To The Men Who Are Enraged By Articles Written By Strong Women


Relax. Take it easy. Turn off your caps lock.

Reel in your misinformed defensiveness — this article is not about you. You being a man doesn’t mean that every article written about men is about you. You being a man doesn’t mean you are allowed to be offended by all articles about men.

A woman had her heart broken, perhaps by a man, and she wrote a beautiful piece about it. The article is not about you, nor is it necessarily about a man. Most of the time, the article isn’t even about the person who did the heartbreaking; it’s about the experience of being heartbroken. It’s about the challenge of healing. It’s one woman saying to the world, “Hey, this is what I’m feeling. Are you feeling this too? Have you felt this in the past?

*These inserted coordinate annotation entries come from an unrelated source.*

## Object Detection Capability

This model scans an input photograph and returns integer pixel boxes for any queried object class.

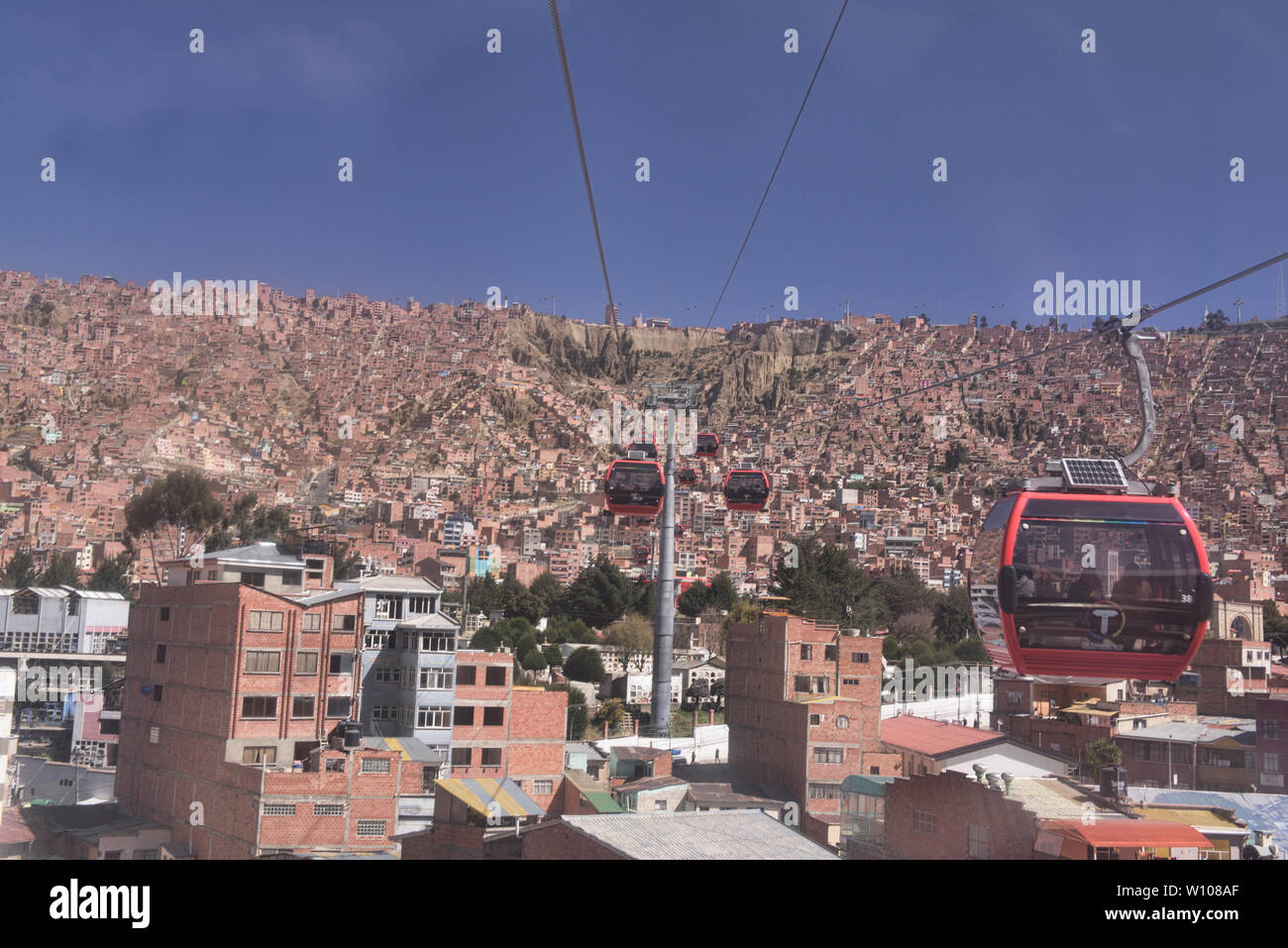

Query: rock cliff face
[506,316,855,413]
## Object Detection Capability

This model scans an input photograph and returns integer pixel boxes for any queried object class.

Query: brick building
[725,612,899,844]
[1256,698,1288,793]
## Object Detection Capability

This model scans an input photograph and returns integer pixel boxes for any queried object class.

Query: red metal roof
[881,715,1005,754]
[1046,819,1214,849]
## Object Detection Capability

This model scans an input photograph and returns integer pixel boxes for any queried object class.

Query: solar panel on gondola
[604,460,666,516]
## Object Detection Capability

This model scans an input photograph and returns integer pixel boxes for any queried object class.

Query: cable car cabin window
[1012,515,1199,656]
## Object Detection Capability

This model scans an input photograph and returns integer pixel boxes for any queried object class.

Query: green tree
[934,586,975,643]
[0,550,36,588]
[86,552,134,601]
[567,636,604,685]
[604,614,653,668]
[707,570,738,612]
[558,555,641,627]
[40,553,80,588]
[125,471,224,584]
[1086,737,1124,780]
[773,537,889,629]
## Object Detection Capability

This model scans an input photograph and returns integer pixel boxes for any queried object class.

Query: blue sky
[0,0,1288,326]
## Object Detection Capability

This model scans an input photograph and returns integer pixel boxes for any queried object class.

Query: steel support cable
[549,0,613,306]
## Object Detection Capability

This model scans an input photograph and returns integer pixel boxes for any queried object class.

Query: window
[246,609,282,632]
[966,823,988,859]
[242,695,277,717]
[416,704,452,728]
[246,652,282,675]
[420,669,452,691]
[376,596,402,618]
[912,810,939,836]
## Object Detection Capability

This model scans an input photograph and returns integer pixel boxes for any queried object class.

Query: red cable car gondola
[724,469,769,513]
[604,460,666,516]
[970,459,1212,682]
[622,438,657,461]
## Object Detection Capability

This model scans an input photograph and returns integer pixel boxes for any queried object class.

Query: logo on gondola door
[1087,603,1127,642]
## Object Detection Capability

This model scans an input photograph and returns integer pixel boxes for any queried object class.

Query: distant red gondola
[724,471,769,513]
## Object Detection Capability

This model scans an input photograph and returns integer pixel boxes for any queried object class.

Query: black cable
[549,0,613,318]
[690,0,850,352]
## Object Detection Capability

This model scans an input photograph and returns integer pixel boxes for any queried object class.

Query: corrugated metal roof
[562,810,838,859]
[434,777,545,816]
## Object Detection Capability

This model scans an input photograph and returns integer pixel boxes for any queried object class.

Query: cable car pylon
[644,382,698,737]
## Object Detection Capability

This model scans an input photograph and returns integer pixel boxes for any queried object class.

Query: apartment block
[725,610,898,845]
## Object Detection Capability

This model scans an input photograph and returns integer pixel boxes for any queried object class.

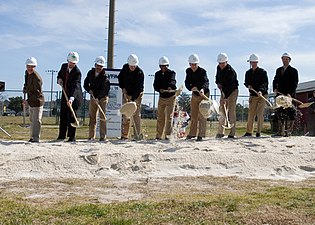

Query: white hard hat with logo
[95,55,105,66]
[188,54,199,64]
[217,53,229,63]
[159,56,170,66]
[127,54,139,66]
[247,54,259,62]
[281,52,291,59]
[25,57,37,66]
[67,52,79,63]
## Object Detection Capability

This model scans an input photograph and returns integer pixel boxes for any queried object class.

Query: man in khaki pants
[215,53,238,138]
[23,57,45,142]
[153,56,176,140]
[118,54,144,140]
[185,54,209,141]
[83,56,110,141]
[244,54,268,137]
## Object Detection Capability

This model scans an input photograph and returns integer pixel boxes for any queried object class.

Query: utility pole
[107,0,115,69]
[46,70,58,116]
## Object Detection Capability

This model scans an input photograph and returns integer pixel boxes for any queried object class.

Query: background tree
[177,92,190,114]
[8,96,23,112]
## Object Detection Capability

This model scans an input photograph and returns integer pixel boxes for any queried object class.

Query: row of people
[23,52,298,142]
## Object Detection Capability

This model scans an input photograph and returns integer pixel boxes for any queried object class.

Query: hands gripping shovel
[249,88,273,108]
[277,92,314,109]
[220,89,234,129]
[91,94,107,121]
[61,86,80,127]
[222,103,234,129]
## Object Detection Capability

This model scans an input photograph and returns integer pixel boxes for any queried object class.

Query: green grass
[0,117,315,225]
[0,178,315,225]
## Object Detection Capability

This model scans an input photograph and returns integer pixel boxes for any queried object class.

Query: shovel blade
[222,123,234,130]
[298,102,314,109]
[70,122,80,127]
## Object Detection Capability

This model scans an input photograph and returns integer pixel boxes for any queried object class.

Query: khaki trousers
[156,95,176,138]
[89,97,108,139]
[30,106,44,141]
[246,95,267,134]
[218,89,238,136]
[188,94,207,137]
[121,93,143,138]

Am I alone?”

The only person who might be offended by this article is the author’s ex, and these smart and talented writers are in all likelihood dating people who can understand that articles about love and heartbreak are not personal attacks.

They’re just an expression, an artistic expression, of the author’s experience. Sometimes, the article is an exaggeration. Part of being a writer is learning to phrase things in a way that makes them powerful, that makes them sting. Part of being a writer is the phonetics of speech, and how to makes things sound better. Part of being a writer is telling an enhanced version of the truth.

When you leave your angry comment on her article, your long paragraph about how women victimize themselves and blame men for their heartbreak, you are missing the point.

When you leave your angry comment on her article, your caps locked advice to other men to be vigilant of female manipulation, you are missing the point. She is not trying to control anyone by writing this. She is writing for herself.

When you leave your anti-feminist, ultra-jumping-to-conclusions comment that women are inferior to men in every way except the ability to bear children, you are completely missing the point. You make associations between poetry and childbirth that I simply don’t understand, and I’d have to write a whole other article about that.

So relax. Take it easy. Turn off your caps lock. Ask yourself what you’re really angry at. Ask yourself why women expressing grief, confusion or sadness makes you so uncomfortable. Ask yourself why a woman asking for recognition and support makes you so mad.